Continuing from last strip's comments:
Presenting a quest to the PCs as an out-of-character GM narration has the advantage that the players know exactly what the quest is, and can start the several hours of prepping and choosing equipment from the equipment lists right away.
Presenting it to them in-character as an NPC has the advantage that the PCs can argue about whether or not they should accept the quest, or in fact what the quest actually is, or they can even reject the quest outright.
This latter option, rejecting the quest, is actually an important part of The Hero's Journey, as outlined by comparative mythologist Joseph Campbell in his seminal book The Hero with a Thousand Faces. The first stage of the Hero's Journey is the Call to Adventure, which is followed immediately by Refusal of the Call. We see this in Episode IV: A New Hope, when Luke first learns of his father from Obi-Wan, and of Obi-Wan's request to follow him on a quest to rescue Princess Leia. Luke's immediate reaction is the Refusal of the Call:
Alderaan? I'm not going to Alderaan. I've got to go home. It's late, I'm in for it as it is. [...] I can't get involved! I've got work to do! It's not that I like the Empire. I hate it! But there's nothing I can do about it right now. It's such a long way from here.
Similarly, both Bilbo and Frodo initially reject the respective quests offered to them by Gandalf, and there are dozens of other examples going back all the way to Greek and Babylonian mythology. So if you wish to mine this rich vein of heroic archetypes, you have to allow your players the option of refusing the quest. Of course later* you drag them into it anyway since you've spent over 100 hours writing the damn adventure, but you have to give them that chance.
* Sometimes years later, after they're finally done with that thing they decided they wanted to do instead that you then had to make up on the spot.

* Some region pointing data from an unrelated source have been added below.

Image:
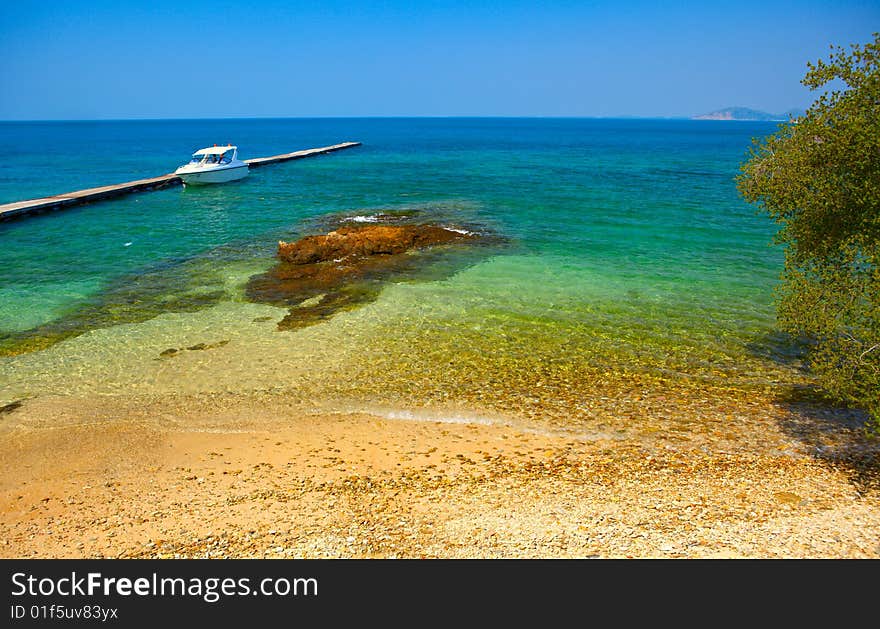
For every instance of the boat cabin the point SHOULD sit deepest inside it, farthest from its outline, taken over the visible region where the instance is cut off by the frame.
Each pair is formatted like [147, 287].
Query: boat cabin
[215, 155]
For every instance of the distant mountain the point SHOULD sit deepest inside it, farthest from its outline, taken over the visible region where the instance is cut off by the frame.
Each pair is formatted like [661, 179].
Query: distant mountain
[744, 113]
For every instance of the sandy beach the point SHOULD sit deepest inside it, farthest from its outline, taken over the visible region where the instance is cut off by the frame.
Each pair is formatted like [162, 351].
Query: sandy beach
[209, 477]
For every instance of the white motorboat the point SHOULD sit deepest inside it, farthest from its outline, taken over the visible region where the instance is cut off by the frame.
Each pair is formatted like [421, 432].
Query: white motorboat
[215, 164]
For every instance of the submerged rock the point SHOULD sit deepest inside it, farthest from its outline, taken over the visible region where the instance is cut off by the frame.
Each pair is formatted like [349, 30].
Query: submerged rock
[8, 408]
[361, 242]
[322, 274]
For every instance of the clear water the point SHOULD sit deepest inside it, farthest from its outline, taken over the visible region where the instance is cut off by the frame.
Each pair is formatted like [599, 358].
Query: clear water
[631, 256]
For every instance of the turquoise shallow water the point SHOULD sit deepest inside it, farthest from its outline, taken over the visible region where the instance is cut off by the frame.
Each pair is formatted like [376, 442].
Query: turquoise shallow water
[627, 245]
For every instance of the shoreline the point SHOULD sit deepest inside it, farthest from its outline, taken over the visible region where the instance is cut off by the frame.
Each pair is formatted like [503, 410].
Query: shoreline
[265, 477]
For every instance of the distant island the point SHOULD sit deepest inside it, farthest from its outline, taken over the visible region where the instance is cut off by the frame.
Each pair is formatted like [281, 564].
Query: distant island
[744, 113]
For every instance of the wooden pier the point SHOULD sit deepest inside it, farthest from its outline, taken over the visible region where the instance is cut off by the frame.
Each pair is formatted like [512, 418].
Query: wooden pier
[20, 209]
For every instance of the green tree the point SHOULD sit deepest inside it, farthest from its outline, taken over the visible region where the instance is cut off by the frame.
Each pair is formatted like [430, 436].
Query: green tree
[818, 177]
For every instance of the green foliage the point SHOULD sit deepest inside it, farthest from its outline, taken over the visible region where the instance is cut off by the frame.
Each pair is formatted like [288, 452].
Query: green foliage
[818, 177]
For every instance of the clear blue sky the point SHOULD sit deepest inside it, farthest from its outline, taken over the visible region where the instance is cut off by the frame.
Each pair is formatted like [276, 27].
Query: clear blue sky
[195, 58]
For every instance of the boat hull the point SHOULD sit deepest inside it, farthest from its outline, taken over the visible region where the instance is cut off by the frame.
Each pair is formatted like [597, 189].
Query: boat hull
[214, 175]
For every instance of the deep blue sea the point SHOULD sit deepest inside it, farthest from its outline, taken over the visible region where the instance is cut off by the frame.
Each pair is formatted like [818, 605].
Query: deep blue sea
[627, 252]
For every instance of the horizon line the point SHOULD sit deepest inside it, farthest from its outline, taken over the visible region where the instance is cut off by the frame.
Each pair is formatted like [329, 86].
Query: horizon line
[374, 117]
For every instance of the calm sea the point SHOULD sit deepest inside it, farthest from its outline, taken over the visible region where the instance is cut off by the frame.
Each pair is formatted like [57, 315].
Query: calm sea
[627, 255]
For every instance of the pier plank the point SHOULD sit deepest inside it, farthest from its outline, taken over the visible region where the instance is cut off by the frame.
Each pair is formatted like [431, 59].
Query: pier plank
[20, 209]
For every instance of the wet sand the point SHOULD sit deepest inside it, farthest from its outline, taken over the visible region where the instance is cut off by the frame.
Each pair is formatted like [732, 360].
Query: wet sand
[108, 477]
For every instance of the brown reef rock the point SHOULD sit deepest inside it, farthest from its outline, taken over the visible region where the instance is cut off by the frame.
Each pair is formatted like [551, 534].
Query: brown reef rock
[320, 275]
[370, 240]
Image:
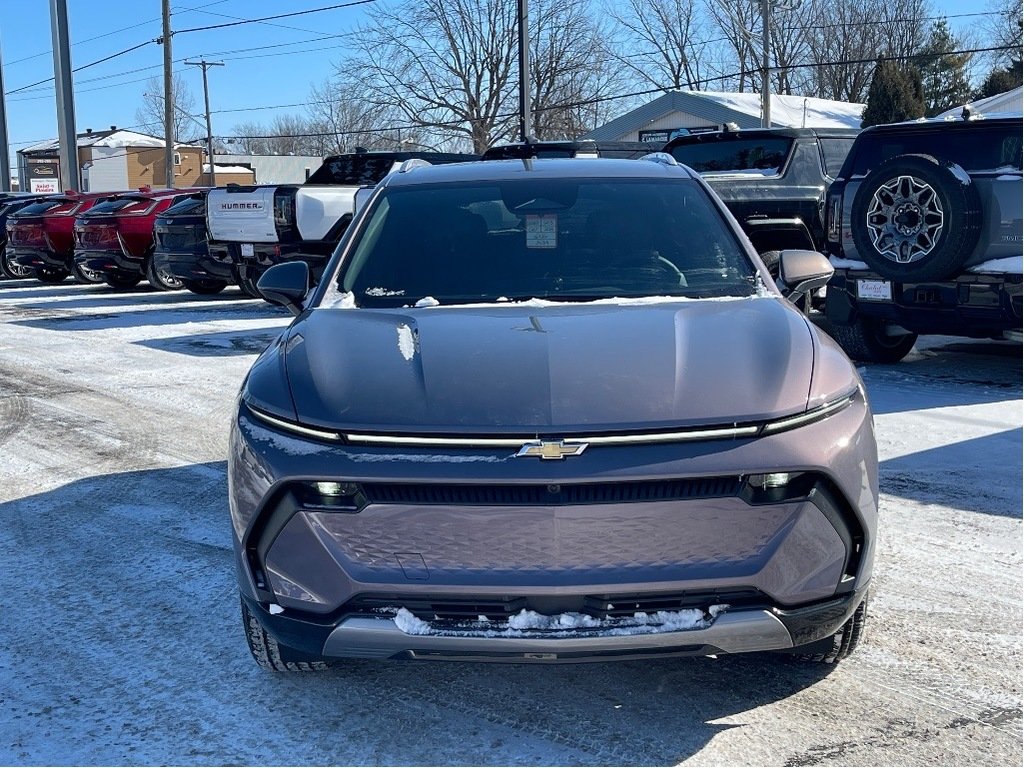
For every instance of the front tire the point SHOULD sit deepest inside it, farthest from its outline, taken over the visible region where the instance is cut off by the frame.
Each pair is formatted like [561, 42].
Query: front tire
[46, 274]
[122, 282]
[161, 279]
[866, 340]
[270, 654]
[840, 645]
[86, 276]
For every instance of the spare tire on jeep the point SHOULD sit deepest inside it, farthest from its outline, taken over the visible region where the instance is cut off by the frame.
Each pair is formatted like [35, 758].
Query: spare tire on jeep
[915, 217]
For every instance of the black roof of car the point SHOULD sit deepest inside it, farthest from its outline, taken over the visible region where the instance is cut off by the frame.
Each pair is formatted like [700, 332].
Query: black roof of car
[947, 124]
[518, 151]
[568, 168]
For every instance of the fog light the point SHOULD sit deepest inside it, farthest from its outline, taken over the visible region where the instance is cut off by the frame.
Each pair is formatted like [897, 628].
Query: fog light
[770, 480]
[335, 488]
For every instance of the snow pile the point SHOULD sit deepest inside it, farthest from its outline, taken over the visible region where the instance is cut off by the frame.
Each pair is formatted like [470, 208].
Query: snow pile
[1011, 265]
[529, 624]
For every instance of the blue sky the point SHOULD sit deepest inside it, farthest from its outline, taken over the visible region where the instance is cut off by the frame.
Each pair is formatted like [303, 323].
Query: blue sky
[266, 64]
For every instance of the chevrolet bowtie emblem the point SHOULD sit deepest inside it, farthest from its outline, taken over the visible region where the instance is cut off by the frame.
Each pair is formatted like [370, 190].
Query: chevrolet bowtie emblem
[552, 449]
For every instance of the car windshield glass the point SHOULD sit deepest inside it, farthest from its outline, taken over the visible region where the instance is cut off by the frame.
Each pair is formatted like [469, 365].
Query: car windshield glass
[758, 156]
[984, 147]
[187, 207]
[561, 240]
[116, 206]
[35, 209]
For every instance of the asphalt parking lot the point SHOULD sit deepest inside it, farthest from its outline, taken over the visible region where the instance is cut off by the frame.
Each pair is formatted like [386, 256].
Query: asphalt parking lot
[120, 627]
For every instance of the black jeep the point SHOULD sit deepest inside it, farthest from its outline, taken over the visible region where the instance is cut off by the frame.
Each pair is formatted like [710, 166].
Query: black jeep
[772, 179]
[925, 233]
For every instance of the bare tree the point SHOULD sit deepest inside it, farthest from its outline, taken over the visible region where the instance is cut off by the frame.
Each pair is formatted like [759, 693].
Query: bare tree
[446, 66]
[735, 19]
[151, 115]
[662, 42]
[569, 69]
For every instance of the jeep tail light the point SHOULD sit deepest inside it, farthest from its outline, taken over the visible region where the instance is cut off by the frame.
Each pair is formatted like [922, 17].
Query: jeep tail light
[834, 213]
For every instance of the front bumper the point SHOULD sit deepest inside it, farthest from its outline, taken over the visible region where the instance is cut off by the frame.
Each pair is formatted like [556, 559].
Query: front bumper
[381, 637]
[429, 539]
[976, 304]
[40, 258]
[111, 262]
[193, 265]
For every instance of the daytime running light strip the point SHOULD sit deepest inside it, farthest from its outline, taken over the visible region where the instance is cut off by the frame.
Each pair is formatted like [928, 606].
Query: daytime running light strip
[623, 439]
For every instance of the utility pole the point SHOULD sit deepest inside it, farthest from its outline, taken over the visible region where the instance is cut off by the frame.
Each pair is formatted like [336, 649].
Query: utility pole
[4, 147]
[168, 97]
[206, 96]
[66, 95]
[524, 107]
[765, 82]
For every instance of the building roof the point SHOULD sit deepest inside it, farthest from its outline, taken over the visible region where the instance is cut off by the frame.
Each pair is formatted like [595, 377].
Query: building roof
[741, 109]
[113, 138]
[1009, 101]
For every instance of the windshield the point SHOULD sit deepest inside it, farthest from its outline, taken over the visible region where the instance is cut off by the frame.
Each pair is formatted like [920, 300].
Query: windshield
[122, 205]
[762, 156]
[549, 239]
[187, 206]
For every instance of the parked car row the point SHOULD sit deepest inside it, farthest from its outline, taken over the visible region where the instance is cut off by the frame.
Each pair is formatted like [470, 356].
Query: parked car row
[95, 238]
[923, 221]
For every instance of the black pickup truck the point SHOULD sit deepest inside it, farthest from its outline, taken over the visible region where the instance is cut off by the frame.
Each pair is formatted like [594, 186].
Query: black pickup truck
[772, 179]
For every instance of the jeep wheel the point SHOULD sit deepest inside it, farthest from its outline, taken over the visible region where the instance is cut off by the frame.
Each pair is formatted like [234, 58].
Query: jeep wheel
[915, 217]
[48, 274]
[272, 655]
[840, 645]
[204, 287]
[867, 340]
[161, 279]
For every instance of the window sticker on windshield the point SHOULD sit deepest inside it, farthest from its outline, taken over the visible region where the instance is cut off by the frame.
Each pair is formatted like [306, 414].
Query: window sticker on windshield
[542, 230]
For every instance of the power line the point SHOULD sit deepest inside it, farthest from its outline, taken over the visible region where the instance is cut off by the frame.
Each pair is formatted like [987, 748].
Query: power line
[271, 18]
[599, 99]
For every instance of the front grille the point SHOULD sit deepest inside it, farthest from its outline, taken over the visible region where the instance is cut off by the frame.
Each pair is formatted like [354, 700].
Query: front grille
[599, 606]
[553, 495]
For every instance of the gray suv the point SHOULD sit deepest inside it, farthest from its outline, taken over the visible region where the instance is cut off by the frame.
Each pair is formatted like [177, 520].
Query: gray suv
[550, 411]
[925, 231]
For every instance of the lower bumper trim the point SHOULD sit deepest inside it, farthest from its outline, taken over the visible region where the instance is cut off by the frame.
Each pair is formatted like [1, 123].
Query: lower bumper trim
[373, 637]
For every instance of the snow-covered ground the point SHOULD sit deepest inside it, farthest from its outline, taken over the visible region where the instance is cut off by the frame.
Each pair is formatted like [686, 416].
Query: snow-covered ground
[120, 636]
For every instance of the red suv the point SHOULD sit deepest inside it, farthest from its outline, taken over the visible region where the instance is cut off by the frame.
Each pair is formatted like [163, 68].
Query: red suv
[40, 239]
[114, 238]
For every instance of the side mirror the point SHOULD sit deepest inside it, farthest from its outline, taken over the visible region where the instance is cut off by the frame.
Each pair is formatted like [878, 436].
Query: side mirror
[286, 285]
[803, 271]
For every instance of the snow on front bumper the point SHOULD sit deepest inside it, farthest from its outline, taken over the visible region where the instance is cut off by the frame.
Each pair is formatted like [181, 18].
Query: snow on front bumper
[530, 636]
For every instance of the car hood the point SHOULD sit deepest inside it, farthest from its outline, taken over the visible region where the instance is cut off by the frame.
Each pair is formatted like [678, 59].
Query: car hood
[549, 369]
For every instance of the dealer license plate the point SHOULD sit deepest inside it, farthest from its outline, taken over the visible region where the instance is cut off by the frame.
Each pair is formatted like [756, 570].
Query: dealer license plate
[875, 290]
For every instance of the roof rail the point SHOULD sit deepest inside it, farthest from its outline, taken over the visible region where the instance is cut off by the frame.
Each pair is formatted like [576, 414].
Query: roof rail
[660, 157]
[409, 165]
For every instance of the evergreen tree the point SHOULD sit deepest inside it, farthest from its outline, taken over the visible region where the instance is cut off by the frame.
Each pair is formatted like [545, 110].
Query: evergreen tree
[894, 95]
[943, 73]
[1000, 80]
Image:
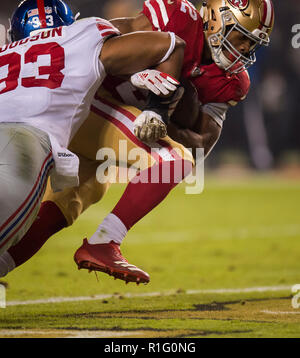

R2-D2: Finding some kids' lost parents? Boring hook, but it could lead to something interesting.
Luke: I know! We'll ask Yoda. His midi-chlorians should be able to search a huge area in no time.
GM: Um... You call for Yoda, but he's not there.
Luke: What? That's odd.
Chewbacca: Clearly something's happened to him.
R2-D2: Aha! We've already found the real quest!
C-3PO: He can't just fly through space. Someone must have taken him away.
Luke: Quick! Who's left Endor recently?
Wicket: Um... Wedge left yesterday. He said he had a mission.
R2-D2: The game is afoot!
Wicket: Er... What about the kids with the missing parents?
Luke: Just feed them some... native boar-wolf or something until we get back.
Wicket: But how will they pay for it?